The merge of GPU and CPU memory will happen sooner across the board on phones than it will on desktops methinks. The transfer rate depends on the bus its connected to, thats mostly the PCI (or AGP) bus, which sits directly behind the south bridge, so that would be your bandwidth now.
Thanks, these answers have helped a lot.
So if I have large textures that never change, that will eat up GPU memory but not bandwidth, right?
And each time a texture is changed, that will eat CPU-to-GPU bandwidths, once per frame if there’s a change each frame, right?
I’d like to get some numbers - what’s the typical usable PCI bandwidth that I can assume for a mid-range PC?
(I see that we may have bus contention there, networking and disk traffic go over that bus, too. Graphics can easily dwarf that, of course.)
I’m currently thinking about some things that reduce bandwidth if done on the Java side, at the cost of increasing the CPU load (as usualy). If I know the available bandwidth, I know at what resolutions and scene sizes I need to start worrying about that particular trade-off.
Yeah, thats what GPUs are originally made for: Storing maps in its memory and doing parallel computations on them. Its hard to say where the exact bottleneck will be with the variety of hardware available (controllers, memory etc.) but in most cases I it should be the raw PCI bus bandwidth, you should be able to get info about how many “lanes” the graphics chip has available in your setup (also for on-board chips) and derive the effective bandwidth from the PCI specs http://de.wikipedia.org/wiki/PCI_Express
Ultimately you could have a bottleneck anywhere from right at the memory stage if you put in cheap (i.e. slow) memory into your PC to at the PCI bus if you connect it to the wrong PCI slot on your board. Bandwidth should be sufficient for some serious processing though, many people work with “sprites” where the whole texture data basically gets uploaded each frame and they seem to run well. It is however much more efficient to do image processing on the GPU in general as thats what they were made for Mostly you would only do image processing on the CPU if you can reduce the bandwidth use by that, not to take work off the GPU.
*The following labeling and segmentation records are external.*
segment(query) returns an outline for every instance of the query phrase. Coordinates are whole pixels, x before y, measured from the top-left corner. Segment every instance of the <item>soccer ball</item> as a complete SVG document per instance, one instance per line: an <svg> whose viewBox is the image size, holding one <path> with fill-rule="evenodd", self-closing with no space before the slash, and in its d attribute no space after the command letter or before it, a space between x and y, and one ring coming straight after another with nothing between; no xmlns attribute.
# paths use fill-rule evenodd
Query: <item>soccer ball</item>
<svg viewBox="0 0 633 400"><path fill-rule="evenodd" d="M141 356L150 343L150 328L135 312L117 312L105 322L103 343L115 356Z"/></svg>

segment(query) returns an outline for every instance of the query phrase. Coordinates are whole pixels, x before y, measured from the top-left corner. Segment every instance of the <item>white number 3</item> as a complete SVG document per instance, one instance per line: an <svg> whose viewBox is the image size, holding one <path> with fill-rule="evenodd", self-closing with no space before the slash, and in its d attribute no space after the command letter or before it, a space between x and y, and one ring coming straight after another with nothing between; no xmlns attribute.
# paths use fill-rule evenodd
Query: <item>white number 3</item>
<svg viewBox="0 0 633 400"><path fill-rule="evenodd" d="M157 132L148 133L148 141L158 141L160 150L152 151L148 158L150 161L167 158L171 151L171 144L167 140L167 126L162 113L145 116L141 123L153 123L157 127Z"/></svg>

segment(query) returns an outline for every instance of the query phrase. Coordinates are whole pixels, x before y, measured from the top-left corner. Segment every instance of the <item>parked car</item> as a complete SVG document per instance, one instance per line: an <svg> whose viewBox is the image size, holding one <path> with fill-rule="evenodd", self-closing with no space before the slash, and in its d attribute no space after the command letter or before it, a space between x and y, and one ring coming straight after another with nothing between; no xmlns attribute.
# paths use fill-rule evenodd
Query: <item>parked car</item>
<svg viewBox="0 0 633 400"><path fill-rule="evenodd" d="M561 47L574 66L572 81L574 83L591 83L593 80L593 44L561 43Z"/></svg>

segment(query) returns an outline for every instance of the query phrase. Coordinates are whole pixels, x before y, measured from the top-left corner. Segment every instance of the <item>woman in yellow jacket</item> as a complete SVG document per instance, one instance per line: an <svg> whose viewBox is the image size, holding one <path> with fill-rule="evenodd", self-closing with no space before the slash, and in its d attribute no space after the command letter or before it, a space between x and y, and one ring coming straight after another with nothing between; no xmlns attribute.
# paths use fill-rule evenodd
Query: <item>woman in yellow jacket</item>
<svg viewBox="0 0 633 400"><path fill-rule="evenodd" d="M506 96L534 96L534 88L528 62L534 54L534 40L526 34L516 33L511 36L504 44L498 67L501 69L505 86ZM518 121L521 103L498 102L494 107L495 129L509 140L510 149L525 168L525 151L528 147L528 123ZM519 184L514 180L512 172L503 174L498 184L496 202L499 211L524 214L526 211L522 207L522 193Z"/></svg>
I think the most problem is not even the bandwidth, its the time necessary to prepare a transaction/copy from main to gpu memory. In my experience it rarely makes a difference (on somewhat normal desktop pcs) if you upload a 5mb or a 2 gb texture. We will see how the unifed architucture amd is going for will work around this.
Sure, a single to-GPU upload shouldn’t matter much. Though it’s reassuring to know that even 2GB don’t make a real impression
I doubt that I can upload 2 GB per frame though. PCI is fast, but not THAT fast…
The real question now is: How many lanes at what PCI revision can I expect on a mid-range PC?
Hmm… the article says that “typical AGP replacement slots” carry 16 lanes, and that PCI 2.0 has been delivered since end-2007 so so we can assume that, which means a data rate of 8 GB/sec.
Memory bandwidth is somewhat less, the end of http://www.tomshardware.de/Core2Duo-ubertakten-DDR2-speicher-DDR3,testberichte-239899-14.html says a bit above 6 GB/s is typical (that’s 2007 data that uses DDR2).
That means about 100 MB per frame on 60 fps. More for newer hardware - no idea how much more though, so I’m sticking with these numbers for now.
I guess that explains why 2 GB of static texture data are not a problem at all, that (pretty old) configuration would upload that texture within 0.1 seconds.
For textures that keep changing on every frame, I wouldn’t want to go much beyond 50 MB. That’s still pretty generous, though not enough to entirely forget about it all.
Mostly you would only do image processing on the CPU if you can reduce the bandwidth use by that, not to take work off the GPU.